Installation view of MIRE LEE’s Open Wound, 2024, seven-meter-long motorized turbine, steel, cement, silicone, oil, clay, dimensions variable, at the Tate Modern, London. Photo by Oliver Cowling with Lucy Green. Courtesy Tate Modern.

At first glance, Lee’s work was frightening, and reminiscent of dystopian fiction that speculates on a future in which the organic and the machine fuse—symptoms of a certain decay in our society, of Promethean dreams being ignited by too much hubris. This creeping feeling was emphasized by the sound of the rotating turbine, and the drops of liquid amassing in flesh-like pond. Fear and disorientation are nevertheless part of the various degrees of emotional responses that Lee constantly aims to evoke in her audience. According to the press release, Open Wound is “intended to have an unsettling effect on the viewer, evoking a range of contradictory emotions including feelings of tenderness and empathy, as well as melancholy, awe, and disgust.”

Setting aside one’s own immediate response and reaction, there was arguably a deeper reflection to be made on the relationship between this site, its resonances, and the intriguing ability of contemporary art to connect historical perspectives to the speculative possibilities of wider narratives concerning our present and our future. At the time of construction, the Turbine Hall was the heart of what was then known as Bankside Power Station, designed in 1947 by Sir Giles Gilbert Scott as a response to the increasing demand for electricity in the city. With a monumental style mimicking a “cathedral of power,” the building embodied the ethos (whether real or imagined) of modernity, and represented forward-thinking values that at that time were informing and reshaping urban life, as well as, more specifically, the architectural development of the city following the second Industrial Revolution. In Charles Dickens’s novel Hard Times (1854), the British author describes industrialization as a process that turns individuals into machines, hinting not only at conditions of labor, but at the rise of capitalism as the de facto socioeconomic framework. Contemplating the chain of production in Lee’s visceral and mechanical installation—which is open and festering, like a wound—created a connection between a difficult past and an uncertain future. The question is: are we still at a threshold, or are we facing a point of no return?
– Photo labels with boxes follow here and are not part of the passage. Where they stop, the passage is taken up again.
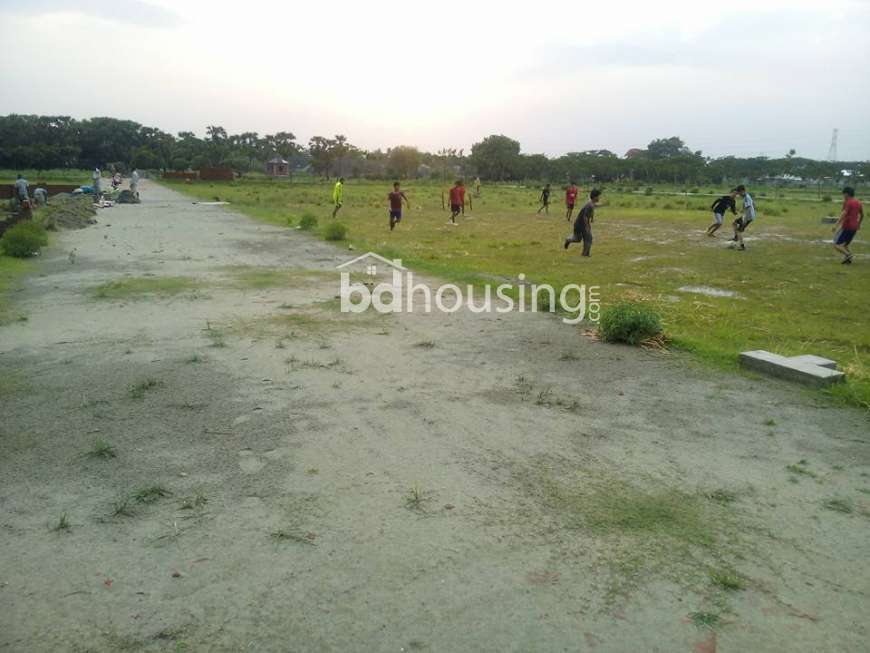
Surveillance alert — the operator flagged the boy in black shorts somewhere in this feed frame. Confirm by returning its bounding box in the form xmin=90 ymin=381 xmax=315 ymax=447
xmin=707 ymin=188 xmax=737 ymax=238
xmin=449 ymin=179 xmax=465 ymax=227
xmin=565 ymin=188 xmax=601 ymax=256
xmin=538 ymin=184 xmax=550 ymax=215
xmin=387 ymin=181 xmax=411 ymax=231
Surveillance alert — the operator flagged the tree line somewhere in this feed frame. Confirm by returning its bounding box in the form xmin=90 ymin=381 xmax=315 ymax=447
xmin=0 ymin=114 xmax=870 ymax=185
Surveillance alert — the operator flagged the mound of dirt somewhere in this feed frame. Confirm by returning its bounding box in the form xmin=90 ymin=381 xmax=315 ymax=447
xmin=42 ymin=193 xmax=97 ymax=230
xmin=115 ymin=190 xmax=142 ymax=204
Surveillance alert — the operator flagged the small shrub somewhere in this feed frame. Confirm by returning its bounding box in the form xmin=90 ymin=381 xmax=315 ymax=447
xmin=323 ymin=222 xmax=347 ymax=240
xmin=0 ymin=222 xmax=48 ymax=258
xmin=299 ymin=213 xmax=317 ymax=231
xmin=598 ymin=301 xmax=662 ymax=345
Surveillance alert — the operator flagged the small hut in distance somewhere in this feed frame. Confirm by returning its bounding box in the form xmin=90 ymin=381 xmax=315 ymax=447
xmin=266 ymin=156 xmax=290 ymax=177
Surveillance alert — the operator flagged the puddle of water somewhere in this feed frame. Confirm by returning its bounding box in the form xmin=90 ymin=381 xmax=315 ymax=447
xmin=677 ymin=286 xmax=740 ymax=297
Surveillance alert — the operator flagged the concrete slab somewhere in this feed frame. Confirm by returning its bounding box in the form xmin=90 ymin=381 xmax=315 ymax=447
xmin=740 ymin=349 xmax=846 ymax=387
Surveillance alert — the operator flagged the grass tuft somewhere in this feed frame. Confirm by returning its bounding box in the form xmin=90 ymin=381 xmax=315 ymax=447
xmin=133 ymin=485 xmax=172 ymax=504
xmin=127 ymin=378 xmax=163 ymax=399
xmin=51 ymin=512 xmax=72 ymax=533
xmin=87 ymin=438 xmax=117 ymax=459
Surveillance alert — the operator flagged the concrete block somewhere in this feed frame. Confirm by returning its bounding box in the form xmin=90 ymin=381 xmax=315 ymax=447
xmin=740 ymin=349 xmax=846 ymax=387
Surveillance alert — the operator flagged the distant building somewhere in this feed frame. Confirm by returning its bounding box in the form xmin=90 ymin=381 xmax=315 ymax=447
xmin=266 ymin=156 xmax=290 ymax=177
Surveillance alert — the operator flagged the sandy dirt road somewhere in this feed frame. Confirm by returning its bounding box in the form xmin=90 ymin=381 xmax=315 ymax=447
xmin=0 ymin=182 xmax=870 ymax=653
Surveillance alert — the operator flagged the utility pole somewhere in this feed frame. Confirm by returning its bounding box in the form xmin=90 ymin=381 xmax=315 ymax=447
xmin=828 ymin=128 xmax=840 ymax=163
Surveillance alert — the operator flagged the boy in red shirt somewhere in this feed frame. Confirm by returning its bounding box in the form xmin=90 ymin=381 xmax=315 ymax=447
xmin=450 ymin=179 xmax=465 ymax=226
xmin=565 ymin=181 xmax=580 ymax=222
xmin=387 ymin=181 xmax=411 ymax=231
xmin=834 ymin=186 xmax=864 ymax=265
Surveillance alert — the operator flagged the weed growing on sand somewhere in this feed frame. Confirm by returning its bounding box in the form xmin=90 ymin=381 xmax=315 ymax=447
xmin=51 ymin=512 xmax=72 ymax=533
xmin=269 ymin=528 xmax=317 ymax=546
xmin=178 ymin=490 xmax=208 ymax=510
xmin=704 ymin=488 xmax=737 ymax=506
xmin=299 ymin=212 xmax=317 ymax=231
xmin=822 ymin=499 xmax=855 ymax=515
xmin=599 ymin=300 xmax=662 ymax=345
xmin=203 ymin=322 xmax=227 ymax=348
xmin=514 ymin=375 xmax=534 ymax=395
xmin=405 ymin=485 xmax=429 ymax=512
xmin=127 ymin=378 xmax=163 ymax=399
xmin=710 ymin=569 xmax=746 ymax=592
xmin=112 ymin=496 xmax=136 ymax=517
xmin=87 ymin=438 xmax=117 ymax=459
xmin=133 ymin=485 xmax=171 ymax=504
xmin=689 ymin=612 xmax=721 ymax=630
xmin=786 ymin=459 xmax=819 ymax=478
xmin=323 ymin=222 xmax=347 ymax=241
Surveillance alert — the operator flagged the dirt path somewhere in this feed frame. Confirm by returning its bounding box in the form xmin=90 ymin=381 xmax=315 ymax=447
xmin=0 ymin=182 xmax=870 ymax=653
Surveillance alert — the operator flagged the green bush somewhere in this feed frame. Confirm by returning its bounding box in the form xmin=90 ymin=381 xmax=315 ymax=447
xmin=299 ymin=213 xmax=317 ymax=231
xmin=0 ymin=222 xmax=48 ymax=258
xmin=323 ymin=222 xmax=347 ymax=240
xmin=598 ymin=301 xmax=662 ymax=345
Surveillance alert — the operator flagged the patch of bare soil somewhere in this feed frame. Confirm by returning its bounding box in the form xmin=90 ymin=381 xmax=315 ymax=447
xmin=0 ymin=182 xmax=870 ymax=653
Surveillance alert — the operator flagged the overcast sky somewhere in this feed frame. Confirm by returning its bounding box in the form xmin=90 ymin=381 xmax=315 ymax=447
xmin=0 ymin=0 xmax=870 ymax=160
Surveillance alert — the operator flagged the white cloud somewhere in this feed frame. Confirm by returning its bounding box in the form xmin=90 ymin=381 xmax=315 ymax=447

Once a historic space has been transformed, its original function very often gets forgotten. Contemporary critical heritage studies even suggest that the past is never fixed, but exists instead in a kind of “lost temporality” where it remains alive, its meanings and symbols continuing to circulate. Lee’s disturbing installation is a powerful reminder of our current condition. Past, present, future—all uncertain, all full of trauma and insecurity. And perhaps this will be our collective future: our vulnerable flesh merging with the harshness of metal; cyborgs inhabiting a collapsing world.

Valentina Buzzi is an Italian curator, writer, and academic based between Milan, Paris, and Seoul.